Having spoken with several managers of golf clubs in and around East Anglia, Neil said: “All the venues have reported a surge in membership – mostly at least 50 new members. One of the reasons for the membership rush is that most clubs charge pro rata fees and, as we are well into the season, new members get what they crave: summer months-only membership at a reduced price. The test will be to see if they renew next year.

“Although all the golf clubs tend to be in a better than average condition because of the lack of use – no divots, no pitch marks and the tees are unworn – the reduced greenstaff has made daily maintenance since opening a difficult task.

“The greatly increased traffic has meant that many are finding tee areas quickly worn and are having to introduce tee mats which are normally only used in muddy, winter conditions.

“Some clubs are not allowing golf until 9am now, to give greenkeepers time to prepare the course.

“I can see a recurrence of the 1960s and 1970s when courses closed for a couple of weeks to give them a rest and greenkeepers were given a chance to divot and water tees. I can remember Chingford GC recording 86,000 rounds of golf in one year – some old courses had 110,000 rounds! Queues were so great at Hainault GC (‘the busiest course in Europe’) that players had to sleep in their cars to claim the first slots at dawn for their fourball!”

Neil’s comments come as data analyst Samuel Robinson, the CRM manager at golf course operator Mytime Active, has explored online searches for golf in the hours and days that followed the announcement that golf courses in England could reopen.

“On the day that Boris Johnson made this announcement, searches for England Golf featured eighth on the list of breakout search terms with over 100,000 searches on Google Trends,” he wrote.

“From the day that the rules around play were clarified, searches for the terms containing ‘golf near me’ grew by a whopping 186 per cent. This is likely to be driven mostly by new and beginner golfers.

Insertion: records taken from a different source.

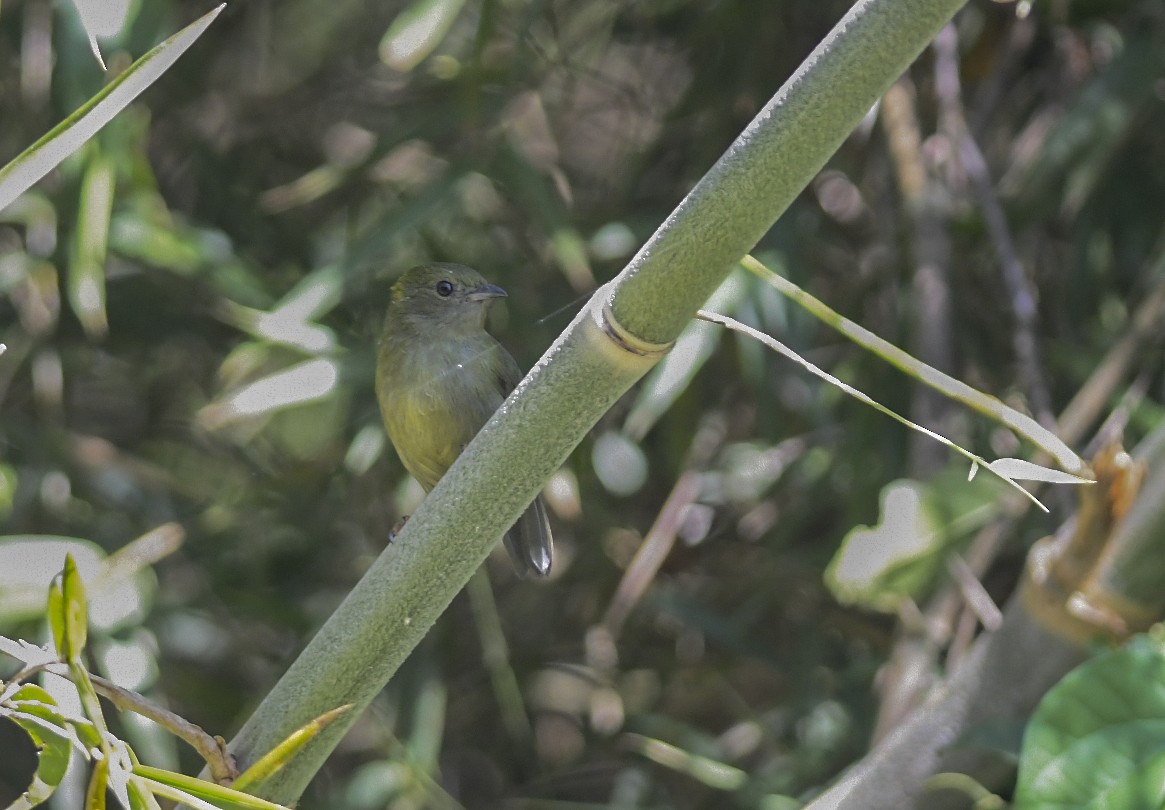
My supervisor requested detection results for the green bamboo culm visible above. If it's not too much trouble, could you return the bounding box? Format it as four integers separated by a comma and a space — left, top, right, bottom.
222, 0, 962, 804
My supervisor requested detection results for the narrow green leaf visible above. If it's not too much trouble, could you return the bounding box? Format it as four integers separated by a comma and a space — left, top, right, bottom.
0, 684, 72, 810
987, 458, 1096, 484
380, 0, 465, 72
740, 256, 1085, 470
69, 154, 117, 338
58, 554, 89, 663
134, 765, 295, 810
0, 3, 226, 210
47, 573, 69, 661
85, 758, 110, 810
234, 704, 352, 790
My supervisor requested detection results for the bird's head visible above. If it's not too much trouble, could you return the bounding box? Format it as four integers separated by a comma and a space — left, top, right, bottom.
388, 262, 506, 330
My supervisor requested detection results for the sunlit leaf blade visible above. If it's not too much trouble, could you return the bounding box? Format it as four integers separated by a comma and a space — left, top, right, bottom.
85, 758, 110, 810
623, 270, 749, 441
134, 765, 295, 810
626, 734, 748, 790
0, 3, 226, 210
73, 0, 129, 70
48, 573, 69, 661
1012, 636, 1165, 810
0, 684, 72, 810
380, 0, 465, 72
699, 310, 1047, 512
987, 458, 1096, 484
234, 704, 352, 790
198, 358, 340, 428
69, 154, 115, 338
58, 555, 89, 661
740, 256, 1085, 470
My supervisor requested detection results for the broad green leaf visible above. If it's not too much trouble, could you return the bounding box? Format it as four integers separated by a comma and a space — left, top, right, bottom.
825, 467, 995, 613
1012, 636, 1165, 810
0, 684, 72, 810
0, 3, 226, 211
380, 0, 465, 72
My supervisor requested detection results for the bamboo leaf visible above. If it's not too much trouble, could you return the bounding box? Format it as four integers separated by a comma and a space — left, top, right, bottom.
987, 458, 1096, 484
0, 3, 226, 211
0, 684, 72, 810
134, 765, 298, 810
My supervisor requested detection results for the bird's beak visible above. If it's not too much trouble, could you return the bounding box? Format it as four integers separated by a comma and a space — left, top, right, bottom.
466, 284, 506, 301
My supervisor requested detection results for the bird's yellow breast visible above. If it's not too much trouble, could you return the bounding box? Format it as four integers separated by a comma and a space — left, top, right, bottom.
376, 333, 504, 492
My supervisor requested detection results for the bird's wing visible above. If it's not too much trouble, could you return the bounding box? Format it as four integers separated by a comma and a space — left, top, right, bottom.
494, 344, 524, 399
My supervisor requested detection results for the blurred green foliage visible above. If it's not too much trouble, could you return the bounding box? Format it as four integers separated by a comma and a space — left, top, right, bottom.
0, 0, 1165, 810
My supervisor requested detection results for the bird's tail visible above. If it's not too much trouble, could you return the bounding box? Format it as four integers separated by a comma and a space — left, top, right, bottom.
506, 495, 555, 577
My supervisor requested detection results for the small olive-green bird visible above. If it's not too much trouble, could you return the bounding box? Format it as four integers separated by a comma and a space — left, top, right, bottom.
376, 262, 552, 577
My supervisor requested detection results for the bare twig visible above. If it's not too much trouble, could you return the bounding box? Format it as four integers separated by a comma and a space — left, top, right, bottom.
934, 24, 1054, 427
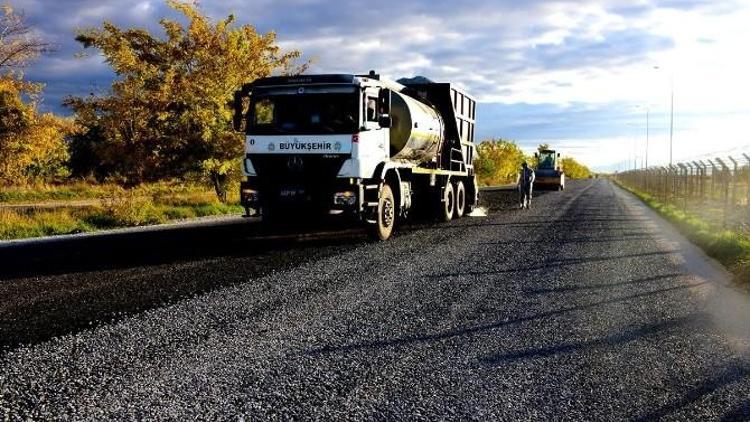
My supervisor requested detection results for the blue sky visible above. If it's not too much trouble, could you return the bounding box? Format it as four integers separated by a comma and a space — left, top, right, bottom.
10, 0, 750, 170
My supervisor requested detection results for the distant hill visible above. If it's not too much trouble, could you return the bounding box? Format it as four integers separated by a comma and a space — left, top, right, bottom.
396, 76, 434, 85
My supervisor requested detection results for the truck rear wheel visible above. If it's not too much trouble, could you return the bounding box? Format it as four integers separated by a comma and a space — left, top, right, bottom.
453, 180, 466, 218
370, 184, 396, 240
440, 182, 456, 221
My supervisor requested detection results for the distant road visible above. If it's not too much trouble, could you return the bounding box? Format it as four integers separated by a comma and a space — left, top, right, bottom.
0, 180, 750, 420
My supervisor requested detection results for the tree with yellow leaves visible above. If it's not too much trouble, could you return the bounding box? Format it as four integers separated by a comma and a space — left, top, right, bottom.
0, 5, 74, 185
474, 139, 527, 186
66, 0, 305, 200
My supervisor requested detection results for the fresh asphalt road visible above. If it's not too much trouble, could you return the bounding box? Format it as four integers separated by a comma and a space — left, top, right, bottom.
0, 180, 750, 420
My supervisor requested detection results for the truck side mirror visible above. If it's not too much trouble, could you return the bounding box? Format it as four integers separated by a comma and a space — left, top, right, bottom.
232, 91, 242, 132
378, 89, 391, 115
378, 114, 393, 128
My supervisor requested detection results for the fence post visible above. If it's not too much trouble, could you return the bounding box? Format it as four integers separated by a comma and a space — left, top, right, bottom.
716, 158, 729, 228
729, 156, 738, 208
698, 160, 708, 204
706, 160, 716, 200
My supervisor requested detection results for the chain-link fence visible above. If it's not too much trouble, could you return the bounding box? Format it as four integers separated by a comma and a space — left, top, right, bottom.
615, 154, 750, 233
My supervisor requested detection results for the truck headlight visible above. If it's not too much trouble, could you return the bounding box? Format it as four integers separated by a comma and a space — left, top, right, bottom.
333, 191, 357, 206
245, 188, 258, 203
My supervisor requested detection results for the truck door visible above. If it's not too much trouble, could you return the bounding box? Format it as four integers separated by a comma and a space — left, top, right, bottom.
359, 88, 389, 177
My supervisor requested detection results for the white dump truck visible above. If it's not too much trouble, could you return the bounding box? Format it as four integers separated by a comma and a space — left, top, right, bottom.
234, 72, 479, 240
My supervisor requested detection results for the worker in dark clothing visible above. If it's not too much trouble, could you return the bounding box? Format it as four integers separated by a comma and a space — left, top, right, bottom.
516, 162, 536, 209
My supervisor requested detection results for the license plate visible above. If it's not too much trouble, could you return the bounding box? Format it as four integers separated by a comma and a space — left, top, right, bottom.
279, 187, 305, 200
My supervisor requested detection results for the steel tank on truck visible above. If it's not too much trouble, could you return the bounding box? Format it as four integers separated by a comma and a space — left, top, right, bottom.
390, 92, 443, 164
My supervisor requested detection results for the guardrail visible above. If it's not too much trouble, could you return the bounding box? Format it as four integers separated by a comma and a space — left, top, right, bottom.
615, 154, 750, 233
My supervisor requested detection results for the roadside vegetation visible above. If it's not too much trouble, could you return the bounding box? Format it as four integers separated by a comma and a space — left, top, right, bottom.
617, 182, 750, 284
0, 183, 242, 240
474, 139, 592, 186
0, 0, 307, 239
0, 0, 588, 239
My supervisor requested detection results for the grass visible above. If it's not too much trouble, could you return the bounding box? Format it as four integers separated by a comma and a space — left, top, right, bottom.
0, 182, 117, 203
618, 182, 750, 283
0, 183, 242, 240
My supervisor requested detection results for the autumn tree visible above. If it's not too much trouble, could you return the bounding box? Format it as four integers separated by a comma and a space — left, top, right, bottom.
562, 157, 592, 179
474, 139, 527, 186
65, 0, 305, 200
0, 5, 74, 185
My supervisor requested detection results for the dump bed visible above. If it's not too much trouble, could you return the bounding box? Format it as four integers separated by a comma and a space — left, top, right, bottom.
402, 82, 477, 170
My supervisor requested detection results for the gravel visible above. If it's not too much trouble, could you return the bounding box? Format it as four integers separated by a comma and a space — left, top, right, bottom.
0, 180, 750, 420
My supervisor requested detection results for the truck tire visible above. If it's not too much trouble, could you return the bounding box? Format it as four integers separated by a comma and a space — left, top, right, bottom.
440, 182, 456, 222
453, 180, 466, 218
370, 184, 396, 240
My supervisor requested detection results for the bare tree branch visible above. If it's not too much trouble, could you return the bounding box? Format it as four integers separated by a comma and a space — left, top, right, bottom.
0, 4, 54, 70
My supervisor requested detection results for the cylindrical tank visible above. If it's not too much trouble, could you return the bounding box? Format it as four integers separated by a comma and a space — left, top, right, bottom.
391, 92, 443, 163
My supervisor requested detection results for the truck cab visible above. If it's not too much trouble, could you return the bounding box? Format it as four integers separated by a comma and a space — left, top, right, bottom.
234, 72, 478, 238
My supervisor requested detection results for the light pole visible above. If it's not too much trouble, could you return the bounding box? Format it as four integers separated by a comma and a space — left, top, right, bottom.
654, 66, 674, 165
644, 107, 650, 168
669, 77, 674, 165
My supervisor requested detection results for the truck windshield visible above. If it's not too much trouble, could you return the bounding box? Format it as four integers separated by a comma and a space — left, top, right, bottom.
247, 93, 359, 135
538, 152, 555, 169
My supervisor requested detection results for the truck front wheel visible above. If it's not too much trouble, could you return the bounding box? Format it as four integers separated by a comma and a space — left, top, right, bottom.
440, 182, 456, 221
454, 180, 466, 218
370, 184, 396, 240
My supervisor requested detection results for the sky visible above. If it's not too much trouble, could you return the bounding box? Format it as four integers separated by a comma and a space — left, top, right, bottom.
10, 0, 750, 171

“To try and add to this I thought I’d explore product related terms and year-on-year growth in searches for golfing essentials such as golf balls grew by nine per cent and searches for golf clubs by 13 per cent.”

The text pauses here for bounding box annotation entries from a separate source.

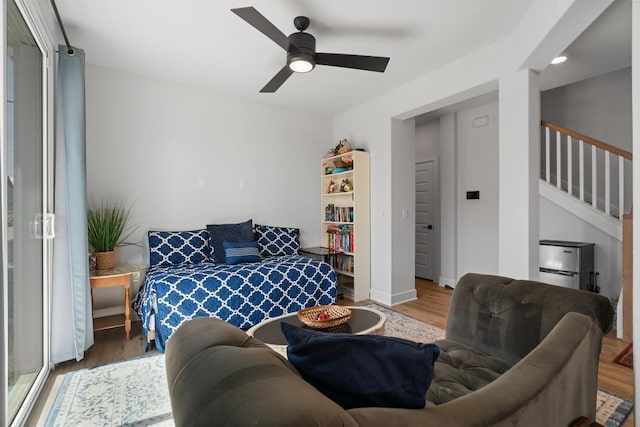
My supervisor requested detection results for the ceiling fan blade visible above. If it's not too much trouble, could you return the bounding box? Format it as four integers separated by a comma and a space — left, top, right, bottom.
316, 53, 389, 73
231, 7, 292, 51
260, 65, 293, 93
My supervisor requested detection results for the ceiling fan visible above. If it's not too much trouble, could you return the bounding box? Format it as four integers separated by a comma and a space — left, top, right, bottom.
231, 7, 389, 93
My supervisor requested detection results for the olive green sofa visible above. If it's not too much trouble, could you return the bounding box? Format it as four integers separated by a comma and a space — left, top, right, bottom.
166, 274, 613, 427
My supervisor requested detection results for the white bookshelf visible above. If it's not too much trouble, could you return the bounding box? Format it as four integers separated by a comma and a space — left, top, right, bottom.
320, 150, 371, 301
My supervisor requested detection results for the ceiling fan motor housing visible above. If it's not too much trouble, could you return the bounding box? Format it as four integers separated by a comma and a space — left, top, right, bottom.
287, 32, 316, 71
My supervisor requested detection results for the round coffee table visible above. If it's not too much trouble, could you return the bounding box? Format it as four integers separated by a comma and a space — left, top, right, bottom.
247, 307, 387, 357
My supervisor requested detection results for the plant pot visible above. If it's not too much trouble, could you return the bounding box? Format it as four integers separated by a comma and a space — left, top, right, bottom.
93, 251, 116, 270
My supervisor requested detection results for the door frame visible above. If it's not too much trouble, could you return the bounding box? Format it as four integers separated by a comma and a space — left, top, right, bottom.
0, 0, 56, 426
413, 156, 441, 283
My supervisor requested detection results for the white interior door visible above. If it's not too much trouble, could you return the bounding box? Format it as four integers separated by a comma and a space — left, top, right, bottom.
416, 160, 435, 280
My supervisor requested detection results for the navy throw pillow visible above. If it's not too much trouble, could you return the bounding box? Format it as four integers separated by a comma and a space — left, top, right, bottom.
207, 219, 254, 264
222, 241, 260, 264
147, 230, 209, 267
254, 224, 300, 257
280, 323, 440, 409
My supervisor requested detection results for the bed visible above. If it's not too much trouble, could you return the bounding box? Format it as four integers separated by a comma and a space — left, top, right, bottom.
132, 225, 336, 352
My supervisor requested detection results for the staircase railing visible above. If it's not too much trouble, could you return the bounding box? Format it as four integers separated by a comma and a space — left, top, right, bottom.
540, 120, 633, 221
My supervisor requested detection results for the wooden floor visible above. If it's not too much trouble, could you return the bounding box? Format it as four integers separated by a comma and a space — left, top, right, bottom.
27, 279, 633, 426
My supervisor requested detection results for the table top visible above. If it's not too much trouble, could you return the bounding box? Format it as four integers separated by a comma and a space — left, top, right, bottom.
300, 246, 344, 255
90, 264, 147, 279
247, 307, 387, 345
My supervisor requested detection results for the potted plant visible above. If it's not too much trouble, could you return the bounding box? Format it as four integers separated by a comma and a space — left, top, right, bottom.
87, 199, 133, 270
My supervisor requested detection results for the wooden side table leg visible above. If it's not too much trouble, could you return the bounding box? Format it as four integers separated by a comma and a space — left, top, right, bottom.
124, 286, 131, 341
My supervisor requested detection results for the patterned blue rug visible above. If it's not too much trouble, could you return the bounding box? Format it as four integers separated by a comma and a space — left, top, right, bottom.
38, 304, 633, 427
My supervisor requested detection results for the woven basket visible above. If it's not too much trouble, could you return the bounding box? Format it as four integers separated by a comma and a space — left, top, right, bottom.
298, 305, 351, 329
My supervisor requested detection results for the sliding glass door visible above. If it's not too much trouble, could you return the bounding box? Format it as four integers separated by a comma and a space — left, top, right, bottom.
0, 0, 48, 425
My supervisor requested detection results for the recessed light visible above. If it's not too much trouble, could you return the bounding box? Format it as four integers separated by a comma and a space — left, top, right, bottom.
551, 55, 567, 65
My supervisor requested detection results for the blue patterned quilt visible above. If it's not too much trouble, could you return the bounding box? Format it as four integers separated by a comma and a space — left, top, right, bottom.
132, 255, 336, 352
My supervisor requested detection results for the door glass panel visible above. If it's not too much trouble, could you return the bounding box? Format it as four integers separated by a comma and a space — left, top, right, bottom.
4, 1, 44, 424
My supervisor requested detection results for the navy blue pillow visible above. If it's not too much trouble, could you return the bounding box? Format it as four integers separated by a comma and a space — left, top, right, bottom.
280, 323, 440, 409
222, 241, 260, 264
207, 219, 255, 264
148, 230, 209, 267
254, 224, 300, 257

Elsewhere, Neil reports other talking points from his discussions. Some clubs have used volunteers both as marshals and to maintain bunkers, but now they are having to decide whether to carry on using them or bring back furloughed staff.

He also said that golf ball sales are up – particularly as rough has grown and there is new pressure to play the rounds quickly.

“Some of the rough on courses has grown, making finding balls difficult while there is great pressure to keep moving. Also, people are reluctant to pick up ‘found’ golf balls for fear of infection. This means used golf balls selling for more than their new price because of high demand!”

Neil stated that proprietary golf clubs are particularly busy at the moment.

“Every club is reporting full booking sheets. Many members ‘ clubs are limiting their members to three rounds per week and no visitors at the moment,” he said.

“Proprietary clubs, which tend to be opening earlier and closing later, are also fully booked with visitors who would normally play at the private members’ clubs. These new visitors are mostly young men of a good playing standard. Golfers are trying courses they would not normally play and enjoying the experience. Many report being pleasantly surprised at the quality of the proprietary courses they’ve been playing at.”